Crypto arbitrage signals guide

How to evaluate crypto arbitrage signals before trusting a spread claim.

Arbitrage alerts can look precise, but spreads can disappear after fees, transfer delays, withdrawal limits, slippage, liquidity, and account restrictions. Review the complete execution path before trusting the call.

Fast answer

Crypto arbitrage signals need full execution math.

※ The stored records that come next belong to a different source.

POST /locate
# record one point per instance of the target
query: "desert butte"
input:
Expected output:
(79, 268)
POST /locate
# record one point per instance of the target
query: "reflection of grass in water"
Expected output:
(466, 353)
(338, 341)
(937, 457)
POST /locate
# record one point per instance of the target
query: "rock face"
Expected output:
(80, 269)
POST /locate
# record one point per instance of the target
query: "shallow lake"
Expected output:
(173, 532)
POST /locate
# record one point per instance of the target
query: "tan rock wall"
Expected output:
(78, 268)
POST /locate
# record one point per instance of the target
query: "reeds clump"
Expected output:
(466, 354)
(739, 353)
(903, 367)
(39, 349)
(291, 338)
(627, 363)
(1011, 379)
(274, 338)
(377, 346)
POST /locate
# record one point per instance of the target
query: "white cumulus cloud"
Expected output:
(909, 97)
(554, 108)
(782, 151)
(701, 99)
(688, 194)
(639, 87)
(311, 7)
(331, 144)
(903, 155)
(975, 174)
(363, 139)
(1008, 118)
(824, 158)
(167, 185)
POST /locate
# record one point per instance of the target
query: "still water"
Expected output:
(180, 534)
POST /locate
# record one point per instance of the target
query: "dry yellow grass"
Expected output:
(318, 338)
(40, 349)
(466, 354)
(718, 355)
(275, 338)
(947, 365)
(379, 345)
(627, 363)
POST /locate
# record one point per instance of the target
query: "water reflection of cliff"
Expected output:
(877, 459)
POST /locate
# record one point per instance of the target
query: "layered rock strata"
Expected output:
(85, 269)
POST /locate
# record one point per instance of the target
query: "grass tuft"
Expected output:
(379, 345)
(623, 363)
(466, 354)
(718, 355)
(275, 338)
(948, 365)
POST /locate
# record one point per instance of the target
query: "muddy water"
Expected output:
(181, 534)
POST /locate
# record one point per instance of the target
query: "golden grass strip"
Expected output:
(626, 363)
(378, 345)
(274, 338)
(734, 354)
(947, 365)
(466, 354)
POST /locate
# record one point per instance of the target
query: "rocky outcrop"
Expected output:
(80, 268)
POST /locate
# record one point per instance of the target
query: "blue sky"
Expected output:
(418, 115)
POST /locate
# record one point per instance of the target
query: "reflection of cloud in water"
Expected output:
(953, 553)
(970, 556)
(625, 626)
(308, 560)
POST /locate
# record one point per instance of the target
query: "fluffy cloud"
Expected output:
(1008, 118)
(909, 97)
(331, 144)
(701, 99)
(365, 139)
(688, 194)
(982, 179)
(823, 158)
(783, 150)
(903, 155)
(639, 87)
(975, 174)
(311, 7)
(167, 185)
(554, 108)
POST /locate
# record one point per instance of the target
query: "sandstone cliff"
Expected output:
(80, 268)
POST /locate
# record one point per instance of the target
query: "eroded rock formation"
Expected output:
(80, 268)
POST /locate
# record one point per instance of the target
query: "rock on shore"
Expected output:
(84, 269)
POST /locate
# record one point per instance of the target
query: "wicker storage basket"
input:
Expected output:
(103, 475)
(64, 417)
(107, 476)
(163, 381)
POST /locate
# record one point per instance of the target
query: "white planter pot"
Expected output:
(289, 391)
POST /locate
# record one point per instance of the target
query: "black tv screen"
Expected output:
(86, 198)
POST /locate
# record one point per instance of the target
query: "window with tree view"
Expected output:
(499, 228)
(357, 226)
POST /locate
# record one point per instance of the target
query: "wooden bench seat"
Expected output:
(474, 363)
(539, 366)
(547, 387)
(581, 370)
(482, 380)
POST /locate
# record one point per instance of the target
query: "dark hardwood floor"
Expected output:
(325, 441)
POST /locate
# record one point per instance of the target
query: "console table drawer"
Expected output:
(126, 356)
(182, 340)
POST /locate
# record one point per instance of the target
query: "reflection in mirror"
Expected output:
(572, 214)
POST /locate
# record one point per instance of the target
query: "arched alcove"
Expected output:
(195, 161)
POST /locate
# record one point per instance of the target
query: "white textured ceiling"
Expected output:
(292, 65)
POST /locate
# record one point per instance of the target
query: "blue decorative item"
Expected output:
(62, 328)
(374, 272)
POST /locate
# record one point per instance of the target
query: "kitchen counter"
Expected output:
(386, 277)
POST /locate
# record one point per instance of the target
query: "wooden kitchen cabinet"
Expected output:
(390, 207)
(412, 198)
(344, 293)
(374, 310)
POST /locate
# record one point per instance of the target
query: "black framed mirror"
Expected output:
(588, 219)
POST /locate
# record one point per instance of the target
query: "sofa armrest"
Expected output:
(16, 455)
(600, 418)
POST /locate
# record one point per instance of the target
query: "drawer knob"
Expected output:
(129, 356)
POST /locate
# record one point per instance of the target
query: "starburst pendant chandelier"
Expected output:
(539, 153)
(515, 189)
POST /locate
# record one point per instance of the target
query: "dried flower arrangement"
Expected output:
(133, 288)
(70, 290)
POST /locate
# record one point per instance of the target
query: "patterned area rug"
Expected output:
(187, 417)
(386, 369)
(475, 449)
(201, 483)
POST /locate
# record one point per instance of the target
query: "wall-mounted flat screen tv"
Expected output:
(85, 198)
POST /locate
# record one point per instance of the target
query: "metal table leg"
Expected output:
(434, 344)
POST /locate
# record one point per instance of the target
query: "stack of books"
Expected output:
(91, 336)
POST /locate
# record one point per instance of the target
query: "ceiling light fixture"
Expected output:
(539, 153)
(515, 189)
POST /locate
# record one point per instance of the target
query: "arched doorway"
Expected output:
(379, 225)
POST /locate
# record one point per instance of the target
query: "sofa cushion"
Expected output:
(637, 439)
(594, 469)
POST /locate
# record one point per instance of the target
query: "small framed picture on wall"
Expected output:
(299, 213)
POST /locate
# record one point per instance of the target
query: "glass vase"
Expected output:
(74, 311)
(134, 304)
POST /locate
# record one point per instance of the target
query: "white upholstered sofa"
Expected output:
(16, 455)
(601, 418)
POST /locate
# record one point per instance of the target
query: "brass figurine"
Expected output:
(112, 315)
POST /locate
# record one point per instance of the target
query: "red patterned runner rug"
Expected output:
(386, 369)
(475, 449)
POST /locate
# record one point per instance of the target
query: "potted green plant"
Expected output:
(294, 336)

Before using an arbitrage signal, check venues, asset pair, spread, fees, slippage, transfer time, withdrawal and deposit status, liquidity, account limits, custody risk, update timing, and whether the provider records missed or stale opportunities.

Reader rule

If the alert shows a gross spread but not the cost path, the signal is incomplete.

Arbitrage checks

What to inspect in an arbitrage signal.

Venue path

Know which exchanges, wallets, networks, accounts, or bridges are required to attempt the spread.

Cost path

Fees, spread, slippage, funding, network costs, and conversion steps can erase the apparent gap.

Timing risk

Transfers, confirmations, withdrawal pauses, and delayed alerts can make the call stale.

Provider proof

Require records for stale alerts, failed transfers, blocked withdrawals, and closed opportunities.

Official context

AI and arbitrage language is common in trading-scam pitches.

The CFTC warns that scammers use AI, trading bots, trade-signal strategies, and crypto-asset arbitrage language to push unrealistic claims. Arbitrage wording should raise the evidence bar, not lower it.

Review standard

Arbitrage records should show costs and misses.

A reviewable arbitrage signal includes alert time, venues, quoted spread, required balances, fees, transfer assumptions, liquidity, stale-alert labels, failed-path notes, and final status. Cherry-picked spread screenshots are not enough.

Risk disclosure

Crypto arbitrage signals are not financial advice.

This guide is educational only. It does not endorse any exchange, bot, arbitrage system, signal provider, asset, bridge, wallet, or trading strategy.